Mean Oscillation Gradient Estimates for Elliptic Systems in Divergence Form with VMO Coefficients

Abstract

We consider gradient estimates for H¹ solutions of linear elliptic systems in divergence form \(\partial _{\alpha }(A_{ij}^{\alpha \beta } \partial _{\beta } u^{j}) = 0\). It is known that the Dini continuity of coefficient matrix \(A = (A_{ij}^{\alpha \beta }) \) is essential for the differentiability of solutions.

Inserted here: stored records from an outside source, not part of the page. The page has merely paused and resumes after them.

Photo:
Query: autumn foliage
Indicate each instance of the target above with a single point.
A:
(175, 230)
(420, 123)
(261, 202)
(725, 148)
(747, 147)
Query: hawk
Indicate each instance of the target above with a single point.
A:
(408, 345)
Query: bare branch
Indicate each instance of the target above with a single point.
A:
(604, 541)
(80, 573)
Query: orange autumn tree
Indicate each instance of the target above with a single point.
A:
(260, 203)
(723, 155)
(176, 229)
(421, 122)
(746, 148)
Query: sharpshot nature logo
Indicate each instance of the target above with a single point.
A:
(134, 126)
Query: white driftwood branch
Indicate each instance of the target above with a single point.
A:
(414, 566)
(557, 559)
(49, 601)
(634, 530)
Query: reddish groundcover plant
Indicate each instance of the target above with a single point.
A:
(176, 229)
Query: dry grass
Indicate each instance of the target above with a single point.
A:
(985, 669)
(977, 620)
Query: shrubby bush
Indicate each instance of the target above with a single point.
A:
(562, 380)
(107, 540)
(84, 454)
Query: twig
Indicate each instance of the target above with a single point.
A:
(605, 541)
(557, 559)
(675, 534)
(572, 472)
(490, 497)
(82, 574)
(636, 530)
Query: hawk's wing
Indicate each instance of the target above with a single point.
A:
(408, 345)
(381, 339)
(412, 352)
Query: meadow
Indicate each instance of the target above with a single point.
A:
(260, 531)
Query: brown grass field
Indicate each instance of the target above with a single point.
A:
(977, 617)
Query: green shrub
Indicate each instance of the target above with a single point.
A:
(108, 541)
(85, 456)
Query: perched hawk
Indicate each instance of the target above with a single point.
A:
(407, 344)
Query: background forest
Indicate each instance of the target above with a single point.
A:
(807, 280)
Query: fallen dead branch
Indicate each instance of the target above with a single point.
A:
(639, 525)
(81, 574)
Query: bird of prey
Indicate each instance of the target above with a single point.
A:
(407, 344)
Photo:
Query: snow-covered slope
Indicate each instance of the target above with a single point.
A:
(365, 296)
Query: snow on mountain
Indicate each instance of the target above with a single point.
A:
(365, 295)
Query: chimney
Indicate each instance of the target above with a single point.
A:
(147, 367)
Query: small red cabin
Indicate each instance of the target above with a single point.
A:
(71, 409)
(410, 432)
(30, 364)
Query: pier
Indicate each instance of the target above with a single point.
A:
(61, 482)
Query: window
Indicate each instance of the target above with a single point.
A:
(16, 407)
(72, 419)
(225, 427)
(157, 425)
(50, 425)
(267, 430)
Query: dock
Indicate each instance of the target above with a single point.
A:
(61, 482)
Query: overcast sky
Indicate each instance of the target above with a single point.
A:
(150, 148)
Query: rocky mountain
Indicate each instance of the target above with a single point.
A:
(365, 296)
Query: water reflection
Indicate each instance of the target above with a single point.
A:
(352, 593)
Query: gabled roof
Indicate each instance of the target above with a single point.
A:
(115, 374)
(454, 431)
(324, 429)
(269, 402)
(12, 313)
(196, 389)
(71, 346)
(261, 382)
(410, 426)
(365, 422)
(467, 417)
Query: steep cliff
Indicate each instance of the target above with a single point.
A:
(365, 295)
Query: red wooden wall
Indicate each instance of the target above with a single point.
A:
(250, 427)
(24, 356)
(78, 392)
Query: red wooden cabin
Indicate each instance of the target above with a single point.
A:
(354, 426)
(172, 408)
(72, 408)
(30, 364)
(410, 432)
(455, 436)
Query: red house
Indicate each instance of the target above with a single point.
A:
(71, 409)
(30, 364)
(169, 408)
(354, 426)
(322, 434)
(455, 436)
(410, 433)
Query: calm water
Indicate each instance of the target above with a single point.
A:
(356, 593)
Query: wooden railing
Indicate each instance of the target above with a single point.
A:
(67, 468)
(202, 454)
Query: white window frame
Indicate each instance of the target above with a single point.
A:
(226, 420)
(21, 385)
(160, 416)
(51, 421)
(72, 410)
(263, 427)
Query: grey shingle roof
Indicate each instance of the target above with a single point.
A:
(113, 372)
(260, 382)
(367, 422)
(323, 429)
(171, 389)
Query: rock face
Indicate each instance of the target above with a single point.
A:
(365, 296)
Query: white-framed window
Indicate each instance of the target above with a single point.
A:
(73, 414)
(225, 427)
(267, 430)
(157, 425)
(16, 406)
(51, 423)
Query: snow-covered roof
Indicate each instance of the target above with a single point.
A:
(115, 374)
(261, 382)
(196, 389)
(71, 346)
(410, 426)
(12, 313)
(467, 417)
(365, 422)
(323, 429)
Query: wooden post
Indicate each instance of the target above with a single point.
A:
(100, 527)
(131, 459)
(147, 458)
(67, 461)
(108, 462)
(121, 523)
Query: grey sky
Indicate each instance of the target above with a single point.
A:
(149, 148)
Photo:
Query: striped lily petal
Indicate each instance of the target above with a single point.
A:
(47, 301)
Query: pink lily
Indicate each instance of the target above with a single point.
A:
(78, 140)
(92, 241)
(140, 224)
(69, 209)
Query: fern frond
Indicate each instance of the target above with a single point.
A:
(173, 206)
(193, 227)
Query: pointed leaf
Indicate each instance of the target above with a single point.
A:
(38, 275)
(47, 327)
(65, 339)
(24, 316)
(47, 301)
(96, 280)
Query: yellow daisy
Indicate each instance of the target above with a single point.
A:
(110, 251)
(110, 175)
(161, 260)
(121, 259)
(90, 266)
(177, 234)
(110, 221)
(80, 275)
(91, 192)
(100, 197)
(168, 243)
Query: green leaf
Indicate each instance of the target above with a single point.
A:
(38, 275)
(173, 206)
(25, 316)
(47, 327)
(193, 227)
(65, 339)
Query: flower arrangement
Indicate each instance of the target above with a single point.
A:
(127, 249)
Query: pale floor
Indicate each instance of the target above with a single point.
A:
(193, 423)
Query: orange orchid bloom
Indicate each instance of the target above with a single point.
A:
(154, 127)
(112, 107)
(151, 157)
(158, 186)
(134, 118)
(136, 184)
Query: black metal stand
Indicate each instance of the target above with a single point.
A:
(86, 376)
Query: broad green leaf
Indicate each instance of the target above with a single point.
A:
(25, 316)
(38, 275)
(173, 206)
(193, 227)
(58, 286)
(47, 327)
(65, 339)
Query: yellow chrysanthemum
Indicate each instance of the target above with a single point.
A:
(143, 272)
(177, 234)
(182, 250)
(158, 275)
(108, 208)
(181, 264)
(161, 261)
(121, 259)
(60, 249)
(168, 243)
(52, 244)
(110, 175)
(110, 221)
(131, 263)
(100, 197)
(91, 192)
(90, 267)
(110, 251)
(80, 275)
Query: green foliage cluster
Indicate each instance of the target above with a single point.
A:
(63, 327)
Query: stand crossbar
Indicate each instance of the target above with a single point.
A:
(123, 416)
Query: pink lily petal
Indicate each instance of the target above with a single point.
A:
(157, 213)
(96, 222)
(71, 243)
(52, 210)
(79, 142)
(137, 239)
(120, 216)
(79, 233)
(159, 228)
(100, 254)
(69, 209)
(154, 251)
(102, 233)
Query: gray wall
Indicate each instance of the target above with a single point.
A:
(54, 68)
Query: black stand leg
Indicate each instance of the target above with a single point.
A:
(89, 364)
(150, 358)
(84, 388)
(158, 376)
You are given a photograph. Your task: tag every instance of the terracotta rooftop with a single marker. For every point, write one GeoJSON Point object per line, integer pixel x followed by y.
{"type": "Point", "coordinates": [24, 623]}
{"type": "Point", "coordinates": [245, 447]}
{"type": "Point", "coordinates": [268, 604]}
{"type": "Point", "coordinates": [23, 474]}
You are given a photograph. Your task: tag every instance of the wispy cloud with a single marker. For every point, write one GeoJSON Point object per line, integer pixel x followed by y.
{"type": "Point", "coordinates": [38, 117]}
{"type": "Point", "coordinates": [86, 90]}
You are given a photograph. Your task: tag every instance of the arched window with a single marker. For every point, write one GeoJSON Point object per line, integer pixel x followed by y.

We prove the following results:

(a) If A satisfies a condition slightly weaker than Dini continuity but stronger than belonging to VMO, namely that the L² mean oscillation ω_A,2 of A satisfies

$ X_{A,2} := \limsup\limits_{r\rightarrow 0} r {{\int \limits }_{r}^{2}} \frac {\omega _{A,2}(t)}{t^{2}} \exp \left (C_{*} {{\int \limits }_{t}^{R}} \frac {\omega _{A,2}(s)}{s} ds\right ) dt < \infty , $

where C_∗ is a positive constant depending only on the dimensions and the ellipticity, then ∇u ∈ BMO.

(b) If X_A,2 = 0, then ∇u ∈ V MO.

(c) Finally, examples satisfying X_A,2 = 0 are given showing that it is not possible to prove the boundedness of ∇u in statement (b), nor the continuity of ∇u when \(\nabla u \in L^{\infty } \cap VMO\).